Introduction: Small cell lung cancer (SCLC) is the most lethal form of lung cancer characterized by early metastasis and rapid development of drug resistance. The protein kinase ataxia telangiectasia mutated and Rad3 related (ATR) is a vital regulator of DNA damage response (DDR) pathway and commonly upregulated in cancers with high background replication stress (RS) such as SCLC. Inhibition of ATR has shown activity in prior preclinical studies of SCLC and is being invested in a Phase 1 clinical trial. We hypothesize that ATR inhibition will have greatest activity in models with DDR deficiency and will act synergistically with PARP inhibitors, another class of DDR inhibitors which our group previously identified as a promising targeted therapy for SCLC.

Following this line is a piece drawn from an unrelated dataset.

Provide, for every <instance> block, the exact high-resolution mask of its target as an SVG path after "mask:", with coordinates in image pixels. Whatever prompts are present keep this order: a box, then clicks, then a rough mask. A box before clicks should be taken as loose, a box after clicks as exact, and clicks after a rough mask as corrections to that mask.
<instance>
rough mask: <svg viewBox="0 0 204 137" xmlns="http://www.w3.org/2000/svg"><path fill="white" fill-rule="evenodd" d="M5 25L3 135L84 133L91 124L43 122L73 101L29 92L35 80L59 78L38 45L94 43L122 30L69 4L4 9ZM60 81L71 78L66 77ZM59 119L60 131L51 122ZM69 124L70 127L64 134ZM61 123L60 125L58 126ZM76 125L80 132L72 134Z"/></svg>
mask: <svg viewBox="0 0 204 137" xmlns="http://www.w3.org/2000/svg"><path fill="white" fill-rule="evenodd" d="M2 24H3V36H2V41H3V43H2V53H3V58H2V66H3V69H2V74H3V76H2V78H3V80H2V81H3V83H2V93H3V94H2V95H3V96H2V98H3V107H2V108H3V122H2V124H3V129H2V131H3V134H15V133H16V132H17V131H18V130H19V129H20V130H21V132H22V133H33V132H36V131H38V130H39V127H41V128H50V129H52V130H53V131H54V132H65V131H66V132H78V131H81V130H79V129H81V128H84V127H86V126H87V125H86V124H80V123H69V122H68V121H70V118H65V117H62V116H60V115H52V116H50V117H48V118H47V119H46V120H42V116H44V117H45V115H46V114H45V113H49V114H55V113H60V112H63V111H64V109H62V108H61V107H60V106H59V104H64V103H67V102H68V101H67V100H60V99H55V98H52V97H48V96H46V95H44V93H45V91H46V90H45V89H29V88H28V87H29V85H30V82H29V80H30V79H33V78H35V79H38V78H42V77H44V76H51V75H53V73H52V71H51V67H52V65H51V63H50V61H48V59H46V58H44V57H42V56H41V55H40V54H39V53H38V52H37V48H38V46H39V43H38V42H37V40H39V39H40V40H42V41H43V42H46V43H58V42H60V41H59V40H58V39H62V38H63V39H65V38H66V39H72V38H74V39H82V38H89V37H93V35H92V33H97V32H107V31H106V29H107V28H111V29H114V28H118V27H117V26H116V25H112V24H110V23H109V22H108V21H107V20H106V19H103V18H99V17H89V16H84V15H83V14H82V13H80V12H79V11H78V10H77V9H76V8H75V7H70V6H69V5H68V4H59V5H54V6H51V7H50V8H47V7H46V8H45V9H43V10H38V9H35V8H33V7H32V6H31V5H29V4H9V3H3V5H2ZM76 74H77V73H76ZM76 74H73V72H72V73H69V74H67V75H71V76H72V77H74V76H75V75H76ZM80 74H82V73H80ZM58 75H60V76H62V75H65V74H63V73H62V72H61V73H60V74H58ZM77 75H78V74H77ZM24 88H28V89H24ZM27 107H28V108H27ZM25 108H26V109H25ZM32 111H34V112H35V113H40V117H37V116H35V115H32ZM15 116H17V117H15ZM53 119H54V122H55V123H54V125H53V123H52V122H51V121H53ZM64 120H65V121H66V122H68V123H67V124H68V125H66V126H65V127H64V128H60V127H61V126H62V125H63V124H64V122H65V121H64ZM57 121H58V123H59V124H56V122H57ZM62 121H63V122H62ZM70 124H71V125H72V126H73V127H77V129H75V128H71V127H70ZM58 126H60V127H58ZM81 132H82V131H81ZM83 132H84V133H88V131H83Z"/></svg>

Methods: Effect of VE821 +/- olaparib on viability of SCLC cell lines (n = 11) was determined by Cell Titer-Glo. Drug sensitivity (IC50) was correlated with baseline expression level of >200 proteins measured by reverse phase protein array (RPPA) to identify potential predictive markers. siRNA-mediated knockdown of ATM was done in select human SCLC lines. The effect of VE821 +/- olaparib in wild type versus ATM knockdown SCLC lines was determined by cell viability and immunoblot analyses.
Results: Gene expression of ATR in SCLC tumor samples (n = 23) is about 1.5 fold higher than normal lung (n = 42) (p = 0.01). Proteomic analysis revealed ATM protein expression to be the top biomarker of VE821 resistance out of >195 proteins (total and phospho) measured by RPPA (by t-test, p<0.0001). Specifically, SCLC cells with lower ATM protein levels (n = 5) were more sensitive to single agent VE821 (median IC50 4uM) as compared to those with higher basal expression (n = 6) (median IC50 >10uM). Phosphorylated ATM (p = 0.005) and CHK2 (p = 0.006) and total PLK1 levels (p = 0.01) were also associated with VE821 resistance. The combination of VE821 and olaparib was more potent than either drug alone, particularly in cells with low basal expression of ATM. ATM-/-knockout enhanced activity of the VE821 with and without olaparib as compared to controls.
Conclusion: Our study demonstrates that high basal expression of ATM is a biomarker of ATR inhibitor resistance and knockdown of ATM improves the efficacy of VE821+/- olaparib. The data in this study is consistent with our prior observation that low ATM levels correspond to greater sensitivity to PARP inhibitor, talazoparib, in patient derived xenograft (PDX) SCLC models. DNA damage response in cancer cells is mainly governed by the ATM/CHK2 and ATR/CHK1 pathway and deficiency in one of the pathways makes cancer cells more reliant on the other pathway for survival. Our present data thus provide support for a synthetic lethal interaction between ATR and the ATM- pathway in SCLC models responding to DNA damage and that combination of ATR and PARP inhibition may be particularly effective in ATM deficient SCLC models.
Citation Format: Triparna Sen, Pan Tong, Jing Wang, Lauren A. Byers. Proteomic profiling identifies ATM expression level as a predictive biomarker to ATR and PARP inhibition in small cell lung cancer (SCLC). [abstract]. In: Proceedings of the 107th Annual Meeting of the American Association for Cancer Research; 2016 Apr 16-20; New Orleans, LA. Philadelphia (PA): AACR; Cancer Res 2016;76(14 Suppl):Abstract nr LB-132.